Matter sent back to ITAT for re-adjudication as decided on inadequate finding.

Rs.10,25,000 seized form premise of assessee. Proceeding u/s 132A (of Income Tax Act, 1961) were initiated against him & notice u/s 158BC (of Income Tax Act, 1961) was served. Assessee declared total undisclosed income as nil. After notice AO made additions. CIT deleted it. Tribunal upheld it. On appeal HC held, Tribunal in conclusion merely relied upon order of AO & has not given any basis or reasons for reversing finding recorded by CIT(A).

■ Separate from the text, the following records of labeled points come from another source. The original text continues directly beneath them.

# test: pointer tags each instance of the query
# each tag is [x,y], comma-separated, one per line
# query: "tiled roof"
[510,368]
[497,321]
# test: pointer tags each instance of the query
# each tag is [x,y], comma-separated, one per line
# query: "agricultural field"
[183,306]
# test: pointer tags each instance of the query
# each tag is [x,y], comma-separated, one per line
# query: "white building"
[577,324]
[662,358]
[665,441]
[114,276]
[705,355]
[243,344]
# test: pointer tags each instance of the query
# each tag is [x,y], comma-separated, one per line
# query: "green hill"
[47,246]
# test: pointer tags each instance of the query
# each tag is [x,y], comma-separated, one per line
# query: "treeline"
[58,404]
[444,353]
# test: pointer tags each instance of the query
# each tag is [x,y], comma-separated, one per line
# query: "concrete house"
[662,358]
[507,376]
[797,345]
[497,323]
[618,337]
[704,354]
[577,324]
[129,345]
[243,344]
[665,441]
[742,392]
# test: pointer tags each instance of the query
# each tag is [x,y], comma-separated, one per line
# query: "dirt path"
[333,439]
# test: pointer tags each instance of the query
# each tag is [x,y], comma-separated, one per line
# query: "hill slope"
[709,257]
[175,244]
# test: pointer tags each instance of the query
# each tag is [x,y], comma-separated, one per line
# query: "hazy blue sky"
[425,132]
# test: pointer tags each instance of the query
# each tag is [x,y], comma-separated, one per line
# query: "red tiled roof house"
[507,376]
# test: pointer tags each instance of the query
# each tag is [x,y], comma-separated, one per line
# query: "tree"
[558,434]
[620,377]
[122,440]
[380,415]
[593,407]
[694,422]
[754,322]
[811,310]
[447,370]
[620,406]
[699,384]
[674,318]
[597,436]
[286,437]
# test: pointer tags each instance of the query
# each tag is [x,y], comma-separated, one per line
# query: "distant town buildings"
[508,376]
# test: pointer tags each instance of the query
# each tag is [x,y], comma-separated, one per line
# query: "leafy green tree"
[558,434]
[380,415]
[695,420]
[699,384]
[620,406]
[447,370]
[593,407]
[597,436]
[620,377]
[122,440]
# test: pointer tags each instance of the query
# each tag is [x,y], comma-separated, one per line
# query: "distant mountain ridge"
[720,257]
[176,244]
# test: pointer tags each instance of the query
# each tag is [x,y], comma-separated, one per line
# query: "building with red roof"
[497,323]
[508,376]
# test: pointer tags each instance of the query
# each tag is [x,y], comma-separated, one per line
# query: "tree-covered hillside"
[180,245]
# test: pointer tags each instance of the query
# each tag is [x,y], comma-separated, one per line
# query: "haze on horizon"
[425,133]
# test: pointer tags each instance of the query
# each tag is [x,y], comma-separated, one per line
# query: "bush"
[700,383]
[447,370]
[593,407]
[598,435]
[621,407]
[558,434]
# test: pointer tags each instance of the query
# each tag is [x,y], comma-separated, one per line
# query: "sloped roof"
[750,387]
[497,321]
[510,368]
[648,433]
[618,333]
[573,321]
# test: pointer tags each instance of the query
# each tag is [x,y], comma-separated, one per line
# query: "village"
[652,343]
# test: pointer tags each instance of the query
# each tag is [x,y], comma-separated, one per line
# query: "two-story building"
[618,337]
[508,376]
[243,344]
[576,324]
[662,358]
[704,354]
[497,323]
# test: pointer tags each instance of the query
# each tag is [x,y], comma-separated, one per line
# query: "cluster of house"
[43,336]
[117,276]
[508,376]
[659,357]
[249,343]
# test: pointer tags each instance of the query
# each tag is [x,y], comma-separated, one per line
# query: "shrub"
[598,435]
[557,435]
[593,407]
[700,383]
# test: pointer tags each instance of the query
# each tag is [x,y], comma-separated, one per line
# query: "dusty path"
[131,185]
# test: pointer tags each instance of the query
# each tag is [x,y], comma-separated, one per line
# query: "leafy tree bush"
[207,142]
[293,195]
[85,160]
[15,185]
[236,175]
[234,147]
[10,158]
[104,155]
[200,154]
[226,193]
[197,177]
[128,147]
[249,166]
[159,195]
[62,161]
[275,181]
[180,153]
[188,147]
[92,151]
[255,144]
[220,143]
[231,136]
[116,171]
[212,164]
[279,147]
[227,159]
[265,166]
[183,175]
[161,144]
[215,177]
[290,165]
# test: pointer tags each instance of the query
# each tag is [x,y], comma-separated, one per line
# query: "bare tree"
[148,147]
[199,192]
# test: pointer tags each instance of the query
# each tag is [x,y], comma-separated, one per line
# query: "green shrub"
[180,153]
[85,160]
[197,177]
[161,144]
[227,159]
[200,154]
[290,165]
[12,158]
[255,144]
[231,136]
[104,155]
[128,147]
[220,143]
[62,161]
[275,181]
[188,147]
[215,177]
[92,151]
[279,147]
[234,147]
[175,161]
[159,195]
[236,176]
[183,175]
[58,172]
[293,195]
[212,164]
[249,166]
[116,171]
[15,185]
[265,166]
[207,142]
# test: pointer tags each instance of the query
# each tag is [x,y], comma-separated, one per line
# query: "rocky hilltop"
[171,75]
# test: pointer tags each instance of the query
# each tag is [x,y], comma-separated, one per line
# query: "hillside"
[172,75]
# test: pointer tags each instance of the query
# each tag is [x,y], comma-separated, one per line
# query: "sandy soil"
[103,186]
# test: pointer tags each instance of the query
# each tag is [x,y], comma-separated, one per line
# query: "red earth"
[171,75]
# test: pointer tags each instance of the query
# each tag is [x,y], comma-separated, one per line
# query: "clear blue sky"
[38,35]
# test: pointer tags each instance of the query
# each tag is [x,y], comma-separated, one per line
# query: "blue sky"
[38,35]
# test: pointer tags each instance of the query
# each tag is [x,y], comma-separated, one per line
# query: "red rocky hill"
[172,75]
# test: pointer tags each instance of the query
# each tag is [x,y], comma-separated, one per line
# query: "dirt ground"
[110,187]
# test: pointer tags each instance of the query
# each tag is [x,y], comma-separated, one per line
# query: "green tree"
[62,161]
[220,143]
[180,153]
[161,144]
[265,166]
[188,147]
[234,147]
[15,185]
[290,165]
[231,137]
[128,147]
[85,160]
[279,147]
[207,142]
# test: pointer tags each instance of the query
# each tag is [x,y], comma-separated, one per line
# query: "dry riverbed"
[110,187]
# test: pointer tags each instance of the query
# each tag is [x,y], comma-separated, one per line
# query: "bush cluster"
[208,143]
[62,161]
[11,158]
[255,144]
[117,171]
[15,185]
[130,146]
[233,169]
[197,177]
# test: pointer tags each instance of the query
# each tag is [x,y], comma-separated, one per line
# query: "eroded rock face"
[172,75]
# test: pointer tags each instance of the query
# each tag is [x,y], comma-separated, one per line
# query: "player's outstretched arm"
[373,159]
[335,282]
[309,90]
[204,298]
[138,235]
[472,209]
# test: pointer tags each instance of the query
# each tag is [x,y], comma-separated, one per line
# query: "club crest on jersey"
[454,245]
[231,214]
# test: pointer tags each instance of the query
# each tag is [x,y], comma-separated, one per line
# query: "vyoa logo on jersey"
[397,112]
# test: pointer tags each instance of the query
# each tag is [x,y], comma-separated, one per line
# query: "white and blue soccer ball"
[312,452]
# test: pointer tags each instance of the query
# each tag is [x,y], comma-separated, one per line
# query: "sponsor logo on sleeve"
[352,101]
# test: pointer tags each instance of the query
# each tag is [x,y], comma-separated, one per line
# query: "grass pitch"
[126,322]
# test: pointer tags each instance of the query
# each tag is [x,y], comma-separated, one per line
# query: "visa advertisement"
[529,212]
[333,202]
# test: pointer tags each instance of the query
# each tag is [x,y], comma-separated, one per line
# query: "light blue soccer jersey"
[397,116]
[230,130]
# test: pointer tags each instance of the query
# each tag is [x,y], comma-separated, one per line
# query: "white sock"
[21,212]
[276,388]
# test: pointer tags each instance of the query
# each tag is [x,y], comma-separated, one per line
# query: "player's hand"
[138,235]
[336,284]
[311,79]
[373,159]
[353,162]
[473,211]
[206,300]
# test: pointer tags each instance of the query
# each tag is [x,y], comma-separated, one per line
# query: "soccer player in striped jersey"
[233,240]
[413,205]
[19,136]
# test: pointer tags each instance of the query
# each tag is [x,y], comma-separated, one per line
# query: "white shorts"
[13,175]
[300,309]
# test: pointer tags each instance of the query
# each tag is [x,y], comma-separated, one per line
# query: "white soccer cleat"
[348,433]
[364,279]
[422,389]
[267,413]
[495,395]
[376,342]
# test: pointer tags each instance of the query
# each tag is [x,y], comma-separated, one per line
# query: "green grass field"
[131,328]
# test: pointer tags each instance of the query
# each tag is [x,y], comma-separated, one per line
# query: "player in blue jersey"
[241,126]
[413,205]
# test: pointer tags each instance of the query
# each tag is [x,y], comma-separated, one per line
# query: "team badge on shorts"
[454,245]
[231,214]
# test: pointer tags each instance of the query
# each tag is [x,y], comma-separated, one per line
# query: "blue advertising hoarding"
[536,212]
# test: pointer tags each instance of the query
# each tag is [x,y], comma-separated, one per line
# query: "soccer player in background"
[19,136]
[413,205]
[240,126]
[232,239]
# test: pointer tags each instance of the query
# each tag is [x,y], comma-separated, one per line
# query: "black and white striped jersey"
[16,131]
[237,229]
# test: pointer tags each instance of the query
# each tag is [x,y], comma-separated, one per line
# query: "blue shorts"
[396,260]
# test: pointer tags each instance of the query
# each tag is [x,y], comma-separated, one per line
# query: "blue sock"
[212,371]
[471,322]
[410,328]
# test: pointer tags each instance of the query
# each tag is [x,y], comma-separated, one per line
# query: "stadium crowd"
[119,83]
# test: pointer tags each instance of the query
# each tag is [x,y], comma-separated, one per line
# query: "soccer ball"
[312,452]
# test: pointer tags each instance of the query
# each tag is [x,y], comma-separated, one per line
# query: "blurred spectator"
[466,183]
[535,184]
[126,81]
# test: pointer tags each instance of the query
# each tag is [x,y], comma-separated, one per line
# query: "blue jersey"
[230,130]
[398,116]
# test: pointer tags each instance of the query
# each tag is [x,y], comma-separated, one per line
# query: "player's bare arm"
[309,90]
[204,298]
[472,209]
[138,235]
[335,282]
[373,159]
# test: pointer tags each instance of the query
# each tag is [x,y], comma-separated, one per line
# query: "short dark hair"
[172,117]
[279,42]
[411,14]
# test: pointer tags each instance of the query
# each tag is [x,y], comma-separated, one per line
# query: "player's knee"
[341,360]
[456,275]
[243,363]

Thus, matter sent back to Tribunal for re-adjudication.-010592

1.  On receiving intimation from the Central Excise Department regarding seizure of a sum of Rs. 10,25,000 from the premises of the assessee, the proceedings under section 132A (of Income Tax Act, 1961) were initiated against the assessee and a notice under section 158BC (of Income Tax Act, 1961) was served upon him. Return of income for block assessment was filed by the assessee declaring total undisclosed income as nil. 

2.  In response to show-cause notice as to why said sum should not be added to his income for the block period, the assessee explained before the Assessing Officer that said sum was on account of sales realizations collected by ‘R’ against sale bill Nos. 46 to 56. 

3.  However, the Assessing Officer held that said cash represented his income from undisclosed sources and, made addition. On appeal, the Commissioner (Appeals) deleted the said addition on the ground that the assessee had given detailed of sales bills which justified its stand and 'R' had also confirmed the same and, thus, the addition was not based on any cogent reason. 

4.  But, the Tribunal reversed the order of the Commissioner (Appeals) on two counts that the assessee was not entitled to challenge validity of search and seizure before appellate authority and that no valid explanation was furnished by the assessee regarding said sum.

On appeal HC held as under:

5.  The Division Bench of this High Court in CIT v. Paras Rice Mills [2010] 323 ITR 182 has held the Tribunal when hearing an appeal against the order of assessment could not go into the question of validity or otherwise of any administrative decision for conducting the search and seizure. 

6.  The same may be the subject-matter of challenge in independent proceedings where the question of validity or otherwise of administrative order could be gone into. Thus, the Tribunal had rightly held that the validity of search and seizure operation could not be gone into by the Tribunal in the appeal proceedings. 

7.  The Tribunal while arriving at the conclusion that Rs. 10,25,000 seized was on account of concealed income of the assessee, has merely relied upon the order of the Assessing Officer and has not given any basis or reasons for reversing the finding recorded by the Commissioner (Appeals) . 

8.  Further, the plausibility of the explanation submitted by the assessee on the basis of sales bill Nos. 46 to 56 produced by him also requires to be considered by the Tribunal. Accordingly, the matter was to be remanded to the Tribunal for re-adjudications.